740.00119 (Potsdam)/5–2446

No. 526
Briefing Book Paper
[Extract]
top secret

Displaced Persons

Baltic Nationals

Article 1 of the Yalta Agreement1 provides that:

“All Soviet citizens liberated by the forces operating under United States command” … “will, without delay after their liberation, be separated from enemy prisoners of war and will be maintained separately from them in camps or points of concentration until they have been handed over to the Soviet” … “authorities” … “at places agreed upon. …”2

The United States Government has not recognized the Soviet Republics of Estonia, Latvia and Lithuania,3 nor has it recognized Soviet action in respect to the territory of Poland east of the Curzon Line.4 The position of the United States has been that the Yalta Agreement applies only to persons who were recognized by the United States as Soviet citizens at the time of the Agreement. Consequently citizens of the three Baltic Republics are not considered Soviet citizens from the United States point of view, and have not been repatriated to the Soviet zone. It is possible therefore that the Soviet representatives at the conference may claim that Baltic nationals are Soviet citizens and should be repatriated by the United States forces. They may take the position that the Baltic Republics have by plebiscite [Page 795] joined the Soviet Union and consequently that citizens of these Republics now under control of United States forces in Germany should be repatriated to the Soviet Union. There are estimated to be 200,000 to 300,000 such Baltic nationals in the SHAEF area of Germany and Austria. However, they have not yet appeared in such numbers in SHAEF statistics of persons awaiting repatriation. In the SHAEF report of June 4, 1945,5 Baltic nationals are included in a miscellaneous group of Scandinavians, Bulgars, Greeks, Hungarians, Albanains, etc., which totals 62,000. It is possible that the Baltic nationals are avoiding identification for political reasons or larger numbers than expected may have been caught in the Russian zone of occupation.

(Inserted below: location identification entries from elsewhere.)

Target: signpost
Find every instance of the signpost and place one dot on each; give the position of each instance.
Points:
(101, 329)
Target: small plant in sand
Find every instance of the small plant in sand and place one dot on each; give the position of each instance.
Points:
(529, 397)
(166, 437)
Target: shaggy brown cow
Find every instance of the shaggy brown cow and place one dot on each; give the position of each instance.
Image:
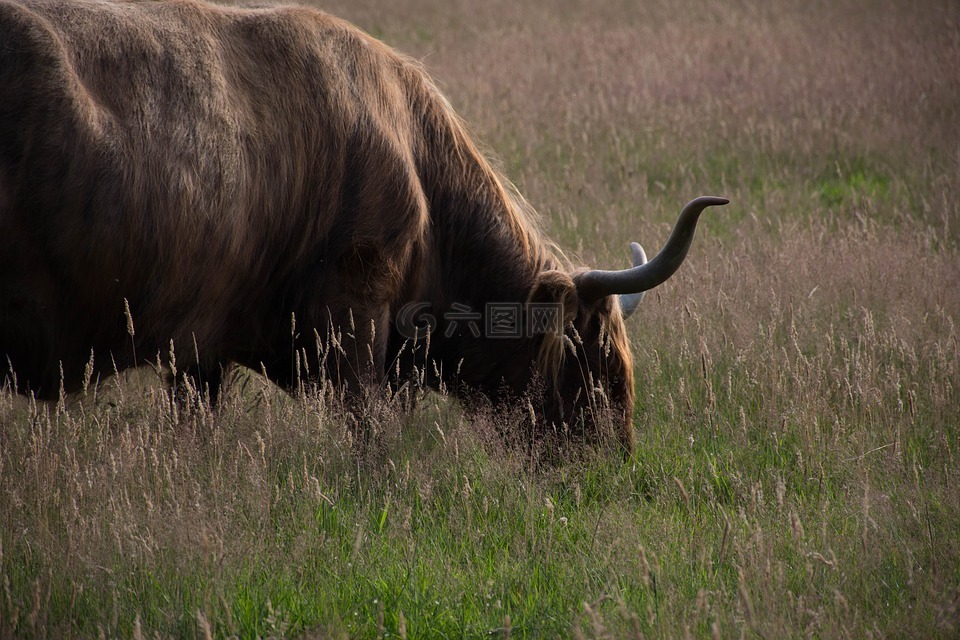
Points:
(273, 187)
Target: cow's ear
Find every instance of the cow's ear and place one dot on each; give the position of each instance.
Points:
(556, 287)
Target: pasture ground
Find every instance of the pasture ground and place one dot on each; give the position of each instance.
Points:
(798, 380)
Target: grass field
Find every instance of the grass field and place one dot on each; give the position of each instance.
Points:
(798, 381)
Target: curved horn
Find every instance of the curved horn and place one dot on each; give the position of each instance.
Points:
(630, 301)
(596, 284)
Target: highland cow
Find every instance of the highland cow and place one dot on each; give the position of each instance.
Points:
(272, 187)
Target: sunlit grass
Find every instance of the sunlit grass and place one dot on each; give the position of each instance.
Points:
(797, 380)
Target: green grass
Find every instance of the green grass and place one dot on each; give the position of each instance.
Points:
(798, 381)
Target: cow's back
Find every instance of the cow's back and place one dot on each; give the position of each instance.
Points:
(192, 161)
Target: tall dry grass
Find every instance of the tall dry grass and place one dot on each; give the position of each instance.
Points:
(797, 380)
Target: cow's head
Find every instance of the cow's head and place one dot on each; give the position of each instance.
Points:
(587, 368)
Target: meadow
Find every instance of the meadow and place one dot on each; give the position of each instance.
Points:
(798, 381)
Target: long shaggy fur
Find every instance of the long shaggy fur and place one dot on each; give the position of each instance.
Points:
(254, 183)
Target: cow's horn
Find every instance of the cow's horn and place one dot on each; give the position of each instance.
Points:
(596, 284)
(630, 301)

At a conference early in June at Oslo, between representatives of the Soviet and Swedish Governments and the SHAEF mission to Norway,6 the 1939 borders of Russia were taken as the basis of determining what Russians in Norway should be compulsorily returned across Sweden to the Soviet Union. Poles coming from areas of Poland east of the Curzon Line and Baltic nationals were listed as “disputed persons” and not included in the arrangements for the repatriation of Soviet citizens from Norway. This conference may have brought United States policy with respect to the repatriation of Baltic nationals pointedly to the attention of Soviet authorities for the first time.

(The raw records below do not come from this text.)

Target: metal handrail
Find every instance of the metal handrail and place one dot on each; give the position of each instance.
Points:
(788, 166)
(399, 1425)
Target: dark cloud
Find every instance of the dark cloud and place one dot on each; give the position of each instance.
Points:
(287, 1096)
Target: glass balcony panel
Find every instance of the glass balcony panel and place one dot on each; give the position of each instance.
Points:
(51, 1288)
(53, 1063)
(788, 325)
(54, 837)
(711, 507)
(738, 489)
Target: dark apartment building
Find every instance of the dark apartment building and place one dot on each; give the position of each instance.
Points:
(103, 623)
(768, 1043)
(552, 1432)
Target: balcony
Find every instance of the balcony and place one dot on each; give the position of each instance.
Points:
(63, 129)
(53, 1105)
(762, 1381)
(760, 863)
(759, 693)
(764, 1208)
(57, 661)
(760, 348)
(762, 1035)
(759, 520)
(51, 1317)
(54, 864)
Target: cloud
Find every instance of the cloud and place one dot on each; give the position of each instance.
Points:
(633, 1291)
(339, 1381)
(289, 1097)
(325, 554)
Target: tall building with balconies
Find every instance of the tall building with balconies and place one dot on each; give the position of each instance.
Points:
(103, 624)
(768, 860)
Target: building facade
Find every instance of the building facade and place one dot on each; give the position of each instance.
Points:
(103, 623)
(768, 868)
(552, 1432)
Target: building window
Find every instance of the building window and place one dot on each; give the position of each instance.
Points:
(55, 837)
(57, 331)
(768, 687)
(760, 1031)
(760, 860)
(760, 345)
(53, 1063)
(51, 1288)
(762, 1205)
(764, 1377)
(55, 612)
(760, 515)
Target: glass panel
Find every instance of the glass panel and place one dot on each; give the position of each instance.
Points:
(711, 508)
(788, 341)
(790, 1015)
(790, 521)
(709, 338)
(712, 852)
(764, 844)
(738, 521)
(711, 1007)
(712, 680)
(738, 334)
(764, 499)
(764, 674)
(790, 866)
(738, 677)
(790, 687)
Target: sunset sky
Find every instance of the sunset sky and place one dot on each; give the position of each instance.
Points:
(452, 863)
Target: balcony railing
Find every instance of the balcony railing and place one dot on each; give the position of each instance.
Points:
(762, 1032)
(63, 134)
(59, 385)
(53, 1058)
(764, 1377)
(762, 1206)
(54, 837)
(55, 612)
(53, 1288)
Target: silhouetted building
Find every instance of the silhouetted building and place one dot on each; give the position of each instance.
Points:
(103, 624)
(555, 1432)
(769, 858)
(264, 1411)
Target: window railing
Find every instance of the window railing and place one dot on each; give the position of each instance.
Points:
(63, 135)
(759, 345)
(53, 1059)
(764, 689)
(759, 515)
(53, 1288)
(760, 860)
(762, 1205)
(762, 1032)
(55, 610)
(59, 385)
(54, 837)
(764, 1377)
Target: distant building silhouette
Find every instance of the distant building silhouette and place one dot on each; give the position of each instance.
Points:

The Government of Sweden, which, it is understood, has already recognized the incorporation of the Baltic Republics into the Soviet Union, has faced the problem of repatriating some 30,000 Baltic nationals from Sweden. After months of discussion the decision has been to accept the offer of the Soviet Government of free transportation for such Baltic nationals and to urge their return. There has been no decision, however, to force the return of those unwilling to go.

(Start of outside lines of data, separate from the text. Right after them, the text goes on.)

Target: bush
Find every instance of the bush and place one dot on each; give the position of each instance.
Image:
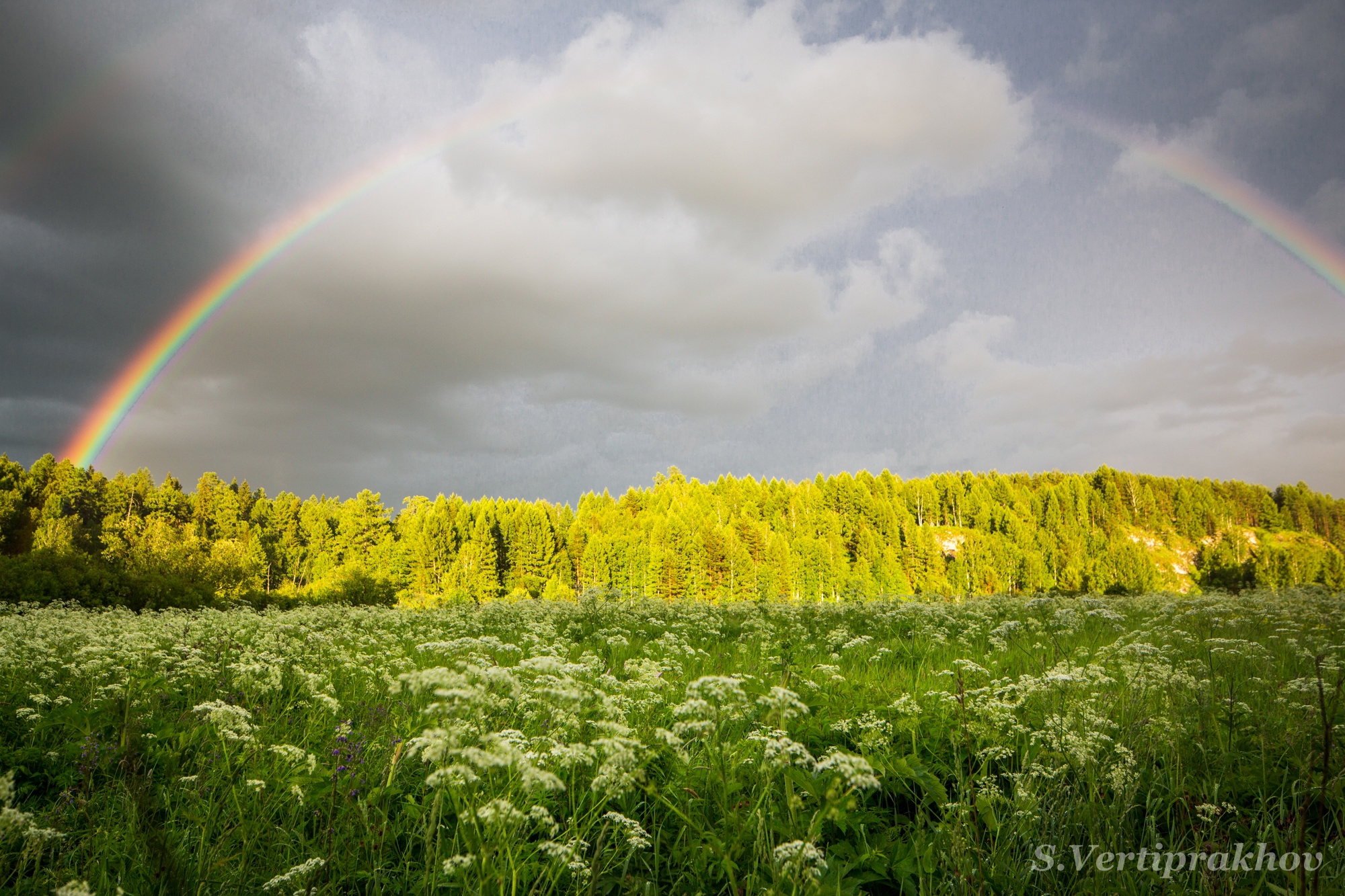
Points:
(46, 576)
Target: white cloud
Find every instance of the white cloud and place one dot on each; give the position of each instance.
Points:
(1257, 408)
(630, 241)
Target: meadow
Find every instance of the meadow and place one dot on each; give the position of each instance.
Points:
(634, 745)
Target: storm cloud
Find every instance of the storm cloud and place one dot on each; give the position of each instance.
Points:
(775, 239)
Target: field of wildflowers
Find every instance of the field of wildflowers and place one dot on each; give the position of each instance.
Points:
(613, 745)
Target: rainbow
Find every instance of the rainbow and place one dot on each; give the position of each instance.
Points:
(91, 97)
(210, 296)
(1273, 220)
(1295, 235)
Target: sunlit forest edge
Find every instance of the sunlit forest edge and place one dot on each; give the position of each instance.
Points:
(69, 533)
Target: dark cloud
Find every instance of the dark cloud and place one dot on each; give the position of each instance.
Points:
(771, 240)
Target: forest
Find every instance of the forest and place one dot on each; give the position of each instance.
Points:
(69, 533)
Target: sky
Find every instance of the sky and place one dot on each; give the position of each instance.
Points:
(754, 239)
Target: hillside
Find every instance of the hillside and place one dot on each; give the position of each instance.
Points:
(72, 533)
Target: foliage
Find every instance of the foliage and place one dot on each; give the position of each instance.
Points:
(610, 745)
(833, 537)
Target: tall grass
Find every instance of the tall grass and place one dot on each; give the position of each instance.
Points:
(614, 745)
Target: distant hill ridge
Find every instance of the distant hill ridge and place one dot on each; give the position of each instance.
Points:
(73, 533)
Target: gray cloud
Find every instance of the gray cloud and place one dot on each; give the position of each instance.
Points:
(767, 239)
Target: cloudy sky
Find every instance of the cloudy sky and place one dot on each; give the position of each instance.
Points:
(770, 239)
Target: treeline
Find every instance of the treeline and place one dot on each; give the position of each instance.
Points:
(73, 533)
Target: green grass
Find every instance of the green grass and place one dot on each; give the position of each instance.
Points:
(648, 747)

The policy already in effect of refusing to arrange for the involuntary repatriation of Baltic nationals should be continued and supported at the conference, if the question is raised, on the grounds that the United States Government does not recognize Baltic nationals as Soviet citizens.

. . . . . . .

  1. i. e., the “Agreement Relating to Prisoners of War and Civilians Liberated by Forces Operating Under Soviet Command and Forces Operating Under United States of America Command”, signed at Yalta by Major General John R. Deane and Lieutenant General Anatoly Alexeyevich Gryzlov, February 11, 1945. For text, see Executive Agreement Series No. 505; 59 Stat. (2) 1874; Foreign Relations, The Conferences at Malta and Yalta, 1945, p. 985.
  2. Ellipses in the source copy.
  3. The refusal of the United States Government to recognize the incorporation of Estonia, Latvia, and Lithuania into the Soviet Union as “Soviet Republics” was announced by Acting Secretary of State Sumner Welles in a statement of July 23, 1940. See Department of State Bulletin, vol. iii, p. 48.
  4. See the map facing p. 748. For the origin and a description of the Curzon Line, see Foreign Relations, The Paris Peace Conference, 1919, vol. xiii, pp. 793794.
  5. Not printed.
  6. See Forrest C. Pogue, The Supreme Command (Washington, Department of the Army, 1954), pp. 510–511.